Growing up, my family attended church every Sunday. We typically arrived about 5-10 minutes late – standard Hench time. As much as I’d like to blame our lateness on Jon and his autism, let’s be honest, I was the teenager whose hair wouldn’t curl just right – and clearly God needed my bangs in a tight spiral before He could answer any of my prayers.
We always sat in the back, the balcony back if it was open. This was not just because we were late, but also because Jon could make quite the scene in church. For him, sitting quietly for an hour was a struggle, well past the age when church means Cheerios and storybooks.
Jon would be the 10…12…14 year old kid sprawled out on the pew.

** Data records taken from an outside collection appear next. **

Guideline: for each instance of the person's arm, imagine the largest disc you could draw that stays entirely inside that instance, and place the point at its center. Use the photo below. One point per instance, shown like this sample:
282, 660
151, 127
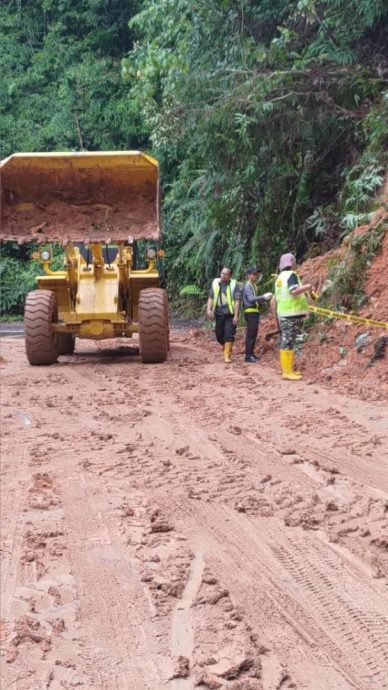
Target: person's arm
236, 311
301, 289
237, 297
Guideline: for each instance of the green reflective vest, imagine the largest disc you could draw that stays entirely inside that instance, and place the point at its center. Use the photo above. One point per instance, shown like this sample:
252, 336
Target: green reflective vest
254, 310
229, 293
286, 304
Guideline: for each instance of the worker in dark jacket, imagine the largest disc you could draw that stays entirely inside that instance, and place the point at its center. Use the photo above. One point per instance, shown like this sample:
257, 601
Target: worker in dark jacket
224, 304
251, 302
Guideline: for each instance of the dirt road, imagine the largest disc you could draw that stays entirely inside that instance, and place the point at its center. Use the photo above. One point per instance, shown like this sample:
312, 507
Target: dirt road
189, 525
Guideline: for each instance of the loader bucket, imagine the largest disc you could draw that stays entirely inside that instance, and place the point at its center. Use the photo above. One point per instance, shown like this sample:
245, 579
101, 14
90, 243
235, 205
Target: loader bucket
83, 197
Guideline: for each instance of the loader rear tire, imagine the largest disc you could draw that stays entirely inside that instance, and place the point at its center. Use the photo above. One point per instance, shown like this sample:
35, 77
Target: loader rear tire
40, 313
153, 326
66, 343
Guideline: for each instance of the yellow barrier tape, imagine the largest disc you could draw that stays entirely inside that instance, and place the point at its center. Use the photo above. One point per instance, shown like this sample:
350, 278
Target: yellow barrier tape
347, 317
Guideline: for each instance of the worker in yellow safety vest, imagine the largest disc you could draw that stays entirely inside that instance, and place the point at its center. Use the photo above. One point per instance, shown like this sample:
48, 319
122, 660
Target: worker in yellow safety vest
291, 308
224, 304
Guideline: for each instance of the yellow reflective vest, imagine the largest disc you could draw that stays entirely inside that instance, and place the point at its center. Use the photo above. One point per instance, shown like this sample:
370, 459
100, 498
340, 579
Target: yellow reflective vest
286, 304
229, 293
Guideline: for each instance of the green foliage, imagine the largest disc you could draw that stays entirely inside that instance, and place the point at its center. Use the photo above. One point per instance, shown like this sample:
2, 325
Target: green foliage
60, 80
269, 117
16, 279
255, 112
18, 274
347, 276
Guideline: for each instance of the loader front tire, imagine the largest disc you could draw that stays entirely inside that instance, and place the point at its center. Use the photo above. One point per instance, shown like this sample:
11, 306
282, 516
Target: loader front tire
153, 326
40, 313
66, 343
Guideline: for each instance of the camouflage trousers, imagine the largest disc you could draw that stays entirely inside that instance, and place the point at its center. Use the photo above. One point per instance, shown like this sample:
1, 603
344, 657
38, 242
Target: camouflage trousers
290, 328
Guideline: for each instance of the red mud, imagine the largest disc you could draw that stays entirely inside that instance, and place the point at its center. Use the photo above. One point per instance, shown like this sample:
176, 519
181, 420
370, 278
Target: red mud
190, 525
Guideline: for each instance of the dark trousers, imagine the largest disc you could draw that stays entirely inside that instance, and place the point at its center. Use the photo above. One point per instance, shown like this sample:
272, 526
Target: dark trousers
225, 329
252, 320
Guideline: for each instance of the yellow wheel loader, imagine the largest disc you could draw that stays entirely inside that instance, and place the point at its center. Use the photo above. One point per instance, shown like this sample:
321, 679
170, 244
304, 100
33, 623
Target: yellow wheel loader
98, 206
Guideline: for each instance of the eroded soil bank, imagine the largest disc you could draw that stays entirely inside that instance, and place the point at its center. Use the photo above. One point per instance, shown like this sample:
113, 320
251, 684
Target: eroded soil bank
189, 525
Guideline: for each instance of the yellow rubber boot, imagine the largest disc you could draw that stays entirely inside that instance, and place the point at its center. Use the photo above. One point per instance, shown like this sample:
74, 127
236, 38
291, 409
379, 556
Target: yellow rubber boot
228, 348
287, 362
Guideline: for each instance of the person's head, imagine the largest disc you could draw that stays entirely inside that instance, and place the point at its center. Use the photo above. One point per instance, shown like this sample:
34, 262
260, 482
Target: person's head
287, 261
226, 274
253, 274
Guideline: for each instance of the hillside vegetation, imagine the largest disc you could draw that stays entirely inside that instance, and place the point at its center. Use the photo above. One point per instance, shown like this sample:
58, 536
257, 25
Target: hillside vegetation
269, 118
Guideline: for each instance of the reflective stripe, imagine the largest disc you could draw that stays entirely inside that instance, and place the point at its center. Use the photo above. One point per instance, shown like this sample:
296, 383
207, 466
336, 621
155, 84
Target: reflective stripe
229, 293
286, 304
251, 310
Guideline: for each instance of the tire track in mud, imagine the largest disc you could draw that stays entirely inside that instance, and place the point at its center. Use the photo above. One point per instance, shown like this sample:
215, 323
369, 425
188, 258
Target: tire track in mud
112, 601
211, 453
306, 584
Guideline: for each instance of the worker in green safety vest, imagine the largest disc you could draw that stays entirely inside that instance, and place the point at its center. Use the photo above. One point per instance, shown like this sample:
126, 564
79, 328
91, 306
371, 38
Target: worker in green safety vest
224, 304
291, 308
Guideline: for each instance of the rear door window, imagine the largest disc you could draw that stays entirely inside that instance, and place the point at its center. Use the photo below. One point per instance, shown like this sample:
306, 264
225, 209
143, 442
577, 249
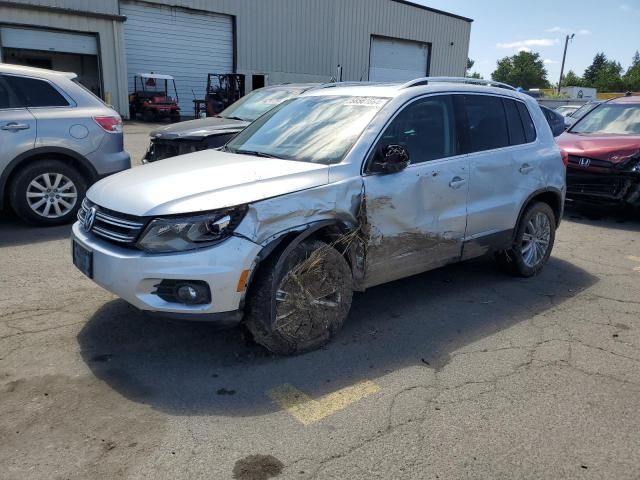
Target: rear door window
487, 123
36, 93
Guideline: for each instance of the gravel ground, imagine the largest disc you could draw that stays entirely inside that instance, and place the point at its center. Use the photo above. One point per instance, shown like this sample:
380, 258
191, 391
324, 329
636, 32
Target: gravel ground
467, 373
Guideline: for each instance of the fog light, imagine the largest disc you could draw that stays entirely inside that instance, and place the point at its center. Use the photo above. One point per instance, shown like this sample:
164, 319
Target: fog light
188, 292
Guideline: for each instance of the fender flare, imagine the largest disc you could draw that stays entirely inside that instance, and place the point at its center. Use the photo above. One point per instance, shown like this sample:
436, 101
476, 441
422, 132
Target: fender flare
528, 200
20, 160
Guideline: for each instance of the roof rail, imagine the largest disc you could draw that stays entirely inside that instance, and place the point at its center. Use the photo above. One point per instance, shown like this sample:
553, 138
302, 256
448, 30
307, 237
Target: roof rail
343, 84
474, 81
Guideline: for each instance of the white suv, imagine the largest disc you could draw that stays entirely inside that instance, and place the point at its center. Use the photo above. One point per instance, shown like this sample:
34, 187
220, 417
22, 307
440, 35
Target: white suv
335, 191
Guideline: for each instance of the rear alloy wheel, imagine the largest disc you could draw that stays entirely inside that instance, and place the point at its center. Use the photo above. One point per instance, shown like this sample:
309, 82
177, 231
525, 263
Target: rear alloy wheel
47, 193
533, 242
300, 307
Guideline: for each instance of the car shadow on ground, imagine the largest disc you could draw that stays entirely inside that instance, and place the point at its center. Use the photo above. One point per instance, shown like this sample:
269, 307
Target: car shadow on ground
14, 231
619, 218
194, 368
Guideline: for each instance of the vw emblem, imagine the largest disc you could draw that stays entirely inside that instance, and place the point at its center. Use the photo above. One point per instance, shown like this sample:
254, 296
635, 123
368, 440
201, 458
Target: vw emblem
89, 218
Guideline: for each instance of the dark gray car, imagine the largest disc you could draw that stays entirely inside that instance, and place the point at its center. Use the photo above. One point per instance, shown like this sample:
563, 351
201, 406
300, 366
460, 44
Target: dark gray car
56, 139
213, 132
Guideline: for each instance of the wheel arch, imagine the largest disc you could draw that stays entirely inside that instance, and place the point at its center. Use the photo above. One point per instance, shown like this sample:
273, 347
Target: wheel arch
550, 196
44, 153
326, 230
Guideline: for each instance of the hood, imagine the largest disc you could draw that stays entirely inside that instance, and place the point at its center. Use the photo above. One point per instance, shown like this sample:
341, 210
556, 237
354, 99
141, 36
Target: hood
200, 128
202, 181
612, 148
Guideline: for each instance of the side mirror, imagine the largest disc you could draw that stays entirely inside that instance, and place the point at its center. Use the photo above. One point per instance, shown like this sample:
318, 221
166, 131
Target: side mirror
390, 159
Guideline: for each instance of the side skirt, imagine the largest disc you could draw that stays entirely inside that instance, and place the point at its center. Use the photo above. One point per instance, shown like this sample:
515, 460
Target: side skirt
477, 247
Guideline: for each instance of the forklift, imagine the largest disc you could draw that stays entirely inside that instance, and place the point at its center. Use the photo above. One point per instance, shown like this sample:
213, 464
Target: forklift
222, 91
151, 100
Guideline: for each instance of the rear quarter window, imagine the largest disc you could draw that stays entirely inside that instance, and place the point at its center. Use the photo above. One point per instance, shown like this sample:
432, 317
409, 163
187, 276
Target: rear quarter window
36, 93
8, 98
527, 122
516, 128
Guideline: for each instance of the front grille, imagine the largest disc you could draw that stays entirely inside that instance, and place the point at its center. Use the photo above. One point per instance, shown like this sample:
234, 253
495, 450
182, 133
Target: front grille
115, 227
586, 162
600, 185
161, 149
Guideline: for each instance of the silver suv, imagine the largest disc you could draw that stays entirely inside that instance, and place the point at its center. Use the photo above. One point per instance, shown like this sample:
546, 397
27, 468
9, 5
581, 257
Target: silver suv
332, 192
56, 139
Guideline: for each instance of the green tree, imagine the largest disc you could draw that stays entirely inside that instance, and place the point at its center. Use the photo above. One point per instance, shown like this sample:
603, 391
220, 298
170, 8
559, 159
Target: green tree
609, 78
525, 69
591, 73
571, 80
631, 79
603, 74
470, 63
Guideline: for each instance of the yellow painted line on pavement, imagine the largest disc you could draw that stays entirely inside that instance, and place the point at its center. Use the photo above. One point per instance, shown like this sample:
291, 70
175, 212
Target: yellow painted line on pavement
635, 259
307, 410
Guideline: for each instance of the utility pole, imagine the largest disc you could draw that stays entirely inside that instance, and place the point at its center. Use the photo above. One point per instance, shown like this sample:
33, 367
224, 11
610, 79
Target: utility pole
564, 57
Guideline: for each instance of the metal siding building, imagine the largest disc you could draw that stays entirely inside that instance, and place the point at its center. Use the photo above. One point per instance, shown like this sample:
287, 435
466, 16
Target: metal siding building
273, 41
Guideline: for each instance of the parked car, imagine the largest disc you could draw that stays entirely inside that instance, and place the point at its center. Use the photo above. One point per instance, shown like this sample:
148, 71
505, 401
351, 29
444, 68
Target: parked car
151, 99
566, 110
581, 112
554, 119
604, 154
337, 190
56, 139
213, 132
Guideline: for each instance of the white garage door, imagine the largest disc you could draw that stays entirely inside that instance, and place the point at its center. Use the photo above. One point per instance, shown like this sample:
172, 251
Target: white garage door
48, 41
393, 60
185, 44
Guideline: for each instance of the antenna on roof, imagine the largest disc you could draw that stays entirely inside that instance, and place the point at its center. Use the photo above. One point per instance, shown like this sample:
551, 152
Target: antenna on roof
473, 81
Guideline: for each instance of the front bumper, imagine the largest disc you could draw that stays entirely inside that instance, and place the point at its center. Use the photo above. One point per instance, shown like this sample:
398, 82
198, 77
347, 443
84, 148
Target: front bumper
614, 187
132, 275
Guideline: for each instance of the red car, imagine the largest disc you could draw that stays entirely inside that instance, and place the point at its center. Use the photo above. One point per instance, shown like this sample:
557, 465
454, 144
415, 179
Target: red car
604, 154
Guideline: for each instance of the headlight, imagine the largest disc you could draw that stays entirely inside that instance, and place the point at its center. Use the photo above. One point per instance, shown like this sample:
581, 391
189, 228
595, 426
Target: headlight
165, 235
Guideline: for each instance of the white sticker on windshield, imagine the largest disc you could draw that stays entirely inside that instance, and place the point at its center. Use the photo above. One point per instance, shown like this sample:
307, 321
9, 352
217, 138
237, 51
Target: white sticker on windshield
366, 101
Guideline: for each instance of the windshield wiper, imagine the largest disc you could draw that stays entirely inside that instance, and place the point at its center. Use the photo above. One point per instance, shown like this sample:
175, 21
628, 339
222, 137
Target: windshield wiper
255, 153
234, 118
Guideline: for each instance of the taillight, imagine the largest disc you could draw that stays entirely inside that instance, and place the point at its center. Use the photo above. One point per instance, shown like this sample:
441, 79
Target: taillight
110, 124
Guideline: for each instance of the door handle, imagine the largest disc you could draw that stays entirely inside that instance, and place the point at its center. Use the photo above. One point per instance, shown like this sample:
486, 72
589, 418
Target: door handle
457, 182
525, 168
13, 126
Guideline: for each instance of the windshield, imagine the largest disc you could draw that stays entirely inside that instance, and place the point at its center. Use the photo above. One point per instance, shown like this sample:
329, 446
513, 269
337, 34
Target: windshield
260, 101
309, 129
611, 118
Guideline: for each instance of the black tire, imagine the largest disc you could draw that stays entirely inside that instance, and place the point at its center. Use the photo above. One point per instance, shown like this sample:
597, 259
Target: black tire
515, 260
308, 270
20, 186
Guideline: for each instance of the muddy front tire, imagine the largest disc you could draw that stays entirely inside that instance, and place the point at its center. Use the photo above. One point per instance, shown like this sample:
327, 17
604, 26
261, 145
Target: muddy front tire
303, 304
533, 242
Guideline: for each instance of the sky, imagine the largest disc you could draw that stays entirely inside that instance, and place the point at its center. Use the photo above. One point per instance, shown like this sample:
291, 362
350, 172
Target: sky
501, 28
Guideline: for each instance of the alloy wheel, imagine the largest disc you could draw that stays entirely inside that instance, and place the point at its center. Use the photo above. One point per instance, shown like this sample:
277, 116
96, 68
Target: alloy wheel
536, 239
52, 195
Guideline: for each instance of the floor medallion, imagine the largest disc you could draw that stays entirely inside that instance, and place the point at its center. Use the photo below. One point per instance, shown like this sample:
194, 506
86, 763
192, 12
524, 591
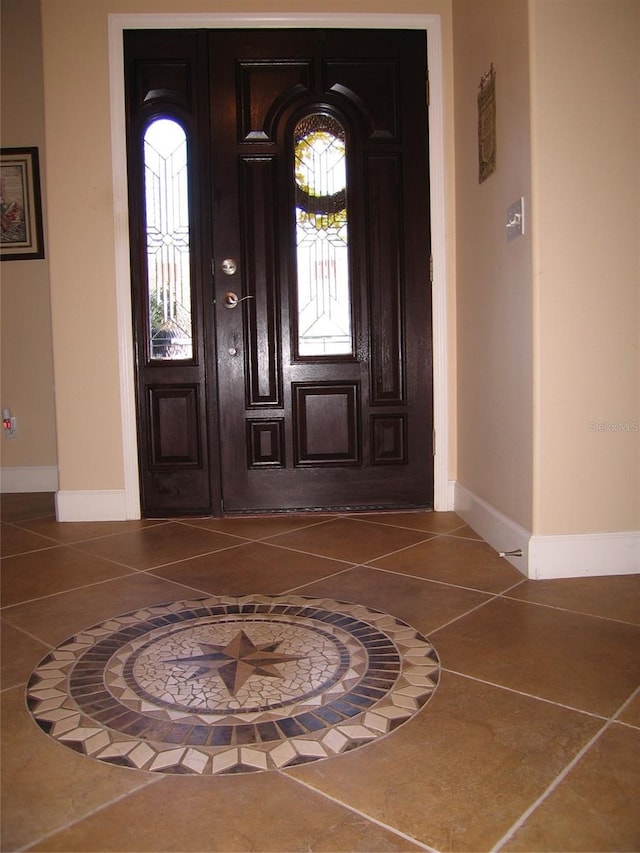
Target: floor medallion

His usual position was laying outright, head in my mom’s lap and feet on whomever was close enough – related or not. As an incredibly self-conscious teenager (remember the bangs?!), I was mortified. I was so naïve to Jon’s autism that instead of thinking about what a struggle this hour was for him, I spent my hour ducking my head so that friends, and especially non-friends, wouldn’t see that this was my family.
Without fail, the one time Jon would sit upright was when the Offering basket came around. Clunking his feet on the floor, his head would pop up, and he’d eye that basket like a hawk. He knew what his job was – take the money from my dad, put it in the basket. Heaven forbid if someone else tried to do his job.
This was all fine and good until Jon began learning the meaning of dollar bills…he learned that you could use those bills to buy a pop, or a new baseball cap, or a jersey. Those bills meant something. So why on earth would he possibly put his money in the basket? Better yet, why wouldn’t he take out the money that was already in the basket?
Well, sure enough, this is what happened. The church’s offerings quickly became Jon’s donations as he pocketed all of the bills in one fell swoop. You can imagine the (outdoor voice) chaos that ensued – Jon was incredibly satisfied with his plan; my parents were embarrassed; I was amazed. Curled bangs or not, at this point I’d surely get more prayers answered than Jon!
After that incident, I felt much less concerned with Jon’s sprawling out at church. In some unconventional way, he had taught me that I’d better keep my mortification in check – otherwise there were much bigger and better things he could do! To this day, I’ve kept that lesson – I’ve learned to appreciate Jon’s eccentricities, his antics, his nonconformity, his legs on the pew.
And I know if I were to ever forget this lesson, Jon would be right there, pulling some crazy stunt, just to remind me.
Thank you for the memories and sharing with all of us. Looking forward to reading more!!
Thanks Jules!! It’s been fun to write and remember…oh the memories, right?!
Loved reading this and all the thinking that I will do as a result of it. Thanks for sharing this bit of yourself and your family, Katie! xo
Great post, Katie! I think church, more than anything, should be a place for everyone…
The church by my old house had a great SPRED (http://www.spred.org/) group – have you come into contact with them at all?
Thanks Beth love! I’ll check them out.
I thought this was beautifully written. I too was the sister with the unpredictable brother.